A toddler suffered a harrowing ordeal from what doctors mistakenly believed was eczema or allergies.
Three-year-old Sienna Duffield first showed signs of painful and contagious blisters and itchy skin in October 2015. She was admitted to the hospital, where she received an IV drip because she had stopped eating.
"Sienna was being eaten alive by her skin infection,” her mother Savina French-Bell, 21, said. “It came out of nowhere on her second birthday when she started developing ulcers in her mouth. She stopped eating and every day for eight months was horrific. There was always blood on her clothes and I was scared to take her outside.”
It wasn’t until earlier this year, after a host of prescribed antibiotics and eczema creams, that Sienna’s condition was correctly diagnosed as herpes.
"For eight months, no antibiotics were working as the infection kept coming back and her face was being ravaged,” said Savina. "I was told she may have allergies to something, so I kept her away from pets and made sure she no longer consumed any dairy products.”
Her mother said an interaction with a family member in October 2015 caused the severe infection.
“I realized that she kissed a family member last year which brought on the infection," Savina said. "Everyone in the family was distraught."
Herpes Simpex type 1 is reported to affect 3.7 billion people under the age of 50, according to the World Health Organization.

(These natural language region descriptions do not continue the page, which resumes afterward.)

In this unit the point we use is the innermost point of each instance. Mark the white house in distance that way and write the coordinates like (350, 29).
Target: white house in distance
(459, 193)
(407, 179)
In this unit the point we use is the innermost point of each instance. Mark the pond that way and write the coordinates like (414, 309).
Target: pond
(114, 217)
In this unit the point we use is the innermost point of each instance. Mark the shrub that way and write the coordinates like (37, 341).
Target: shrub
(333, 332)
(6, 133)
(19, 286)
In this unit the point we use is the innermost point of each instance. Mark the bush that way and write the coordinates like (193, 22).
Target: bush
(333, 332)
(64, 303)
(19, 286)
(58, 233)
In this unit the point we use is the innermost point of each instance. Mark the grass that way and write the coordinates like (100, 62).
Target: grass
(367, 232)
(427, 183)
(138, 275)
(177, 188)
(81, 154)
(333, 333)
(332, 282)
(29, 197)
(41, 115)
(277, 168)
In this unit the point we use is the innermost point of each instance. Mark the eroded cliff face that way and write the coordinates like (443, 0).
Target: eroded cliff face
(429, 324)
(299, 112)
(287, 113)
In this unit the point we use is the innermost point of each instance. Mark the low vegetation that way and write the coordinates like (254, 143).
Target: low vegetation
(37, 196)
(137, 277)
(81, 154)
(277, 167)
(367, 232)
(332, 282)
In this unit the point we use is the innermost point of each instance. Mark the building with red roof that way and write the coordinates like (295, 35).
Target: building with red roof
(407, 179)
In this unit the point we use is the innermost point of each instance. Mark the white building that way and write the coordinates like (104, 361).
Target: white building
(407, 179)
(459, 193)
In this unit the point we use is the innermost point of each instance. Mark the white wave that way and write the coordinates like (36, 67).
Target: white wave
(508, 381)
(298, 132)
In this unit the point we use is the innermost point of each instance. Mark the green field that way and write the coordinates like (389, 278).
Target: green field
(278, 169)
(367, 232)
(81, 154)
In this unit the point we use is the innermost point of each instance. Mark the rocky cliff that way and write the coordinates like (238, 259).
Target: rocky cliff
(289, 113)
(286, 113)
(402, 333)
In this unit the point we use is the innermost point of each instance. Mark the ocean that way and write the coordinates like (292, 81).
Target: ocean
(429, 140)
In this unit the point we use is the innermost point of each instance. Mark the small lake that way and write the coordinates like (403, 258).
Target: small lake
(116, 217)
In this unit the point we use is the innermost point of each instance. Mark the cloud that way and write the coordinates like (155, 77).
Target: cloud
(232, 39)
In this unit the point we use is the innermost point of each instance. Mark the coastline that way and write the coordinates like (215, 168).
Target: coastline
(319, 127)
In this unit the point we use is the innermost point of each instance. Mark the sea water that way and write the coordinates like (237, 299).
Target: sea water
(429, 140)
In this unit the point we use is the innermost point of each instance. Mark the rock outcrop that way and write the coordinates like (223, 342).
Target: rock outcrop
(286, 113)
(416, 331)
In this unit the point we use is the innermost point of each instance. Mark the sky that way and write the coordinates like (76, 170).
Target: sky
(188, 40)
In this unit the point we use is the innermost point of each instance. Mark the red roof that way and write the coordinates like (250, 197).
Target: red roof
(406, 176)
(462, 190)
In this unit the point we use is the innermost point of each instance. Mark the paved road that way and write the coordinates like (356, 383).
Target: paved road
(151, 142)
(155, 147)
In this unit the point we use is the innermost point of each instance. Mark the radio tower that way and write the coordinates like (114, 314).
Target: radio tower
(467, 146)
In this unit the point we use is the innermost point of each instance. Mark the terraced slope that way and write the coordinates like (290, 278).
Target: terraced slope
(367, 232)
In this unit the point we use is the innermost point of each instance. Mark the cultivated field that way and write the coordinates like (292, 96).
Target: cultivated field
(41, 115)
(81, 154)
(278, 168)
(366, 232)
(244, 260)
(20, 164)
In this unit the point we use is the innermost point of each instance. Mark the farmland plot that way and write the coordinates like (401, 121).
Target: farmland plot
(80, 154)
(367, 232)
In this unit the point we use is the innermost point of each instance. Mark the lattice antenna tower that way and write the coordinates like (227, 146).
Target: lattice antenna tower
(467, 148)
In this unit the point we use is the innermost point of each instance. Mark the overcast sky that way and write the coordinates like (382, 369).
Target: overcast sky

The virus is highly infectious and currently incurable.
Savina had to wash Sienna's bed sheets daily and constantly throw out clothes because of daily blood stains from Sienna's sores as her conditioned worsened.
The painful blisters were extremely itchy and caused Sienna's sensitive skin to be covered in blood stains and pus.
The young mother is now sharing their story to help other parents battling the same condition.
"It started to look like someone had thrown acid over her face, it spread from her mouth to her cheeks, and above her eyes,” Savina said. "People would give us horrible looks, children would stare and adults would make nasty comments.
Sienna was eventually given flucloxacillin antibiotics which worked after doctors thought she had a severe case of eczema.
"Her face took so long to heal because her body was so weak,” Savina.
Savina now says her daughter's face has never looked so clear and she hopes that the virus won't return in the future.
The herpes virus goes through dormant phases where it becomes inactive for indeterminable periods of time, but can reactivate unpredictably.
"For the past few months Sienna's face has looked amazing and the infection has not returned,” Savina said. "There is always a chance of it coming back, but fingers crossed it won't happen and her skin will stay as good as it is now. It's great to be able to go outside and not get any horrible comments from anyone.”